ラヴクラフトとダーレス合作の最初の作品である「暗黒の儀式」は、ほぼダーレスの手によるものであり、ダーレスが独自に創作したダーレス神話の一環。舞台はは1923〜1924年のダニッチの近郊。物語はHPLの妖術師とヨグ=ソトースの系譜に焦点を当て、異なる視点の3章から成る。作中の牧師の解説シーンが丸々と未発表のHPLの草稿である。
本作では、ダーレスが生み出した旧神の印が重要な役割を果たしている。特に五芒星形の石に刻まれた「炎」のマークは、以降の作品で標準的な設定となった。この旧神の印は、ラヴクラフトの草稿時点ですでに決定されており、ダーレスによる独自のアレンジではない。
本作に邪神オサダゴワが初めて登場するが、ラヴクラフトの草稿に既にオサダゴワが言及されていて、彼を創造したのもラヴクラフトだった。オサダゴワはツァトゥグァの息子とされているが、物語の進行によってその真偽が疑われる要素も取り入れられている。
- アンブローズ・デュワート…1章の主人公
- スティーブン・ベイツ…2章の主人公、デュワートの従兄弟
- セネカ・ラファム博士…3章の主人公、ミスカトニック大学の教授
- ウィンフィールド・フィリップス
- リチャード・ビリントン
- クアミス
- ラバン・ビリントン…アリヤの息子
- アリヤ・ビリントン…リチャードに取り憑かれてた人
- ウォード・フィリップス…ラヴクラフトをモチーフ
- ジョン・ドゥルーヴェン
- ビショップ夫人
- ジャイルズ夫人
- ジョン・ドゥルーヴェン
- レム・ウェイトリィ
- オサダゴワ
- ヨグ=ソトース
- ナイアルラトホテップ
- イタカ
- 外なる神の従者
- 狩り立てる恐怖
【舞台】
- 1923年 アーカム ビリントンの森
ニューイングランドの深い森に潜む、世代を超えた呪いの物語。
18世紀、リチャード・ビリントンが行った禁断の儀式は、時空を超えて悪夢の連鎖を生み出す。異形の子の誕生、焚刑の炎、そして消えゆく人々。19世紀初頭、リチャードの魂は子孫アリヤに憑依し、再び闇の力を呼び覚ます。だが、自らの運命に抗ったアリヤは、己を封印し、大西洋を越えて逃れる。
時は流れ、1921年。アリヤの血を引くアンブローズ・デュワートが、忌まわしき屋敷を相続する。好奇心に駆られた彼は、埃にまみれた古文書の中に、家族の暗い過去を発見する。ダニッチの町を訪れ、さらなる真実に迫るアンブローズ。しかし、彼の探求は、眠りし古の存在を目覚めさせてしまう。

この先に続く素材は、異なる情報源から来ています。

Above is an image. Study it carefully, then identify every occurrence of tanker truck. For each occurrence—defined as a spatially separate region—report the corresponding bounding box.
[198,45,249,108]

不安に駆られたアンブローズは、従弟スティーブン・ベイツに救いを求める。だが、スティーブンを待っていたのは、想像を絶する恐怖だった。夜の静寂を破る不可解な詠唱、意味不明な寝言、そして石塔で行われる禁断の儀式。スティーブンの目の前で、ビリントン家の呪いが、その全貌を現し始める。
謎の人物クアミスの出現が、事態をさらに混沌へと陥れる。アンブローズとクアミスの企みにより、封印の石が外される。1924年4月、真相を告げようとするスティーブンの前に、底知れぬ闇が立ちはだかる。
最後の希望は、ラファム博士とウィンフィールド・フィリップスに託される。
幾世代にも渡って紡がれてきた呪いの糸。異界の存在との危険な契約。そして、決して開いてはならなかった扉。ビリントンの森に秘められた真実は、人類の理解をはるかに超えていた。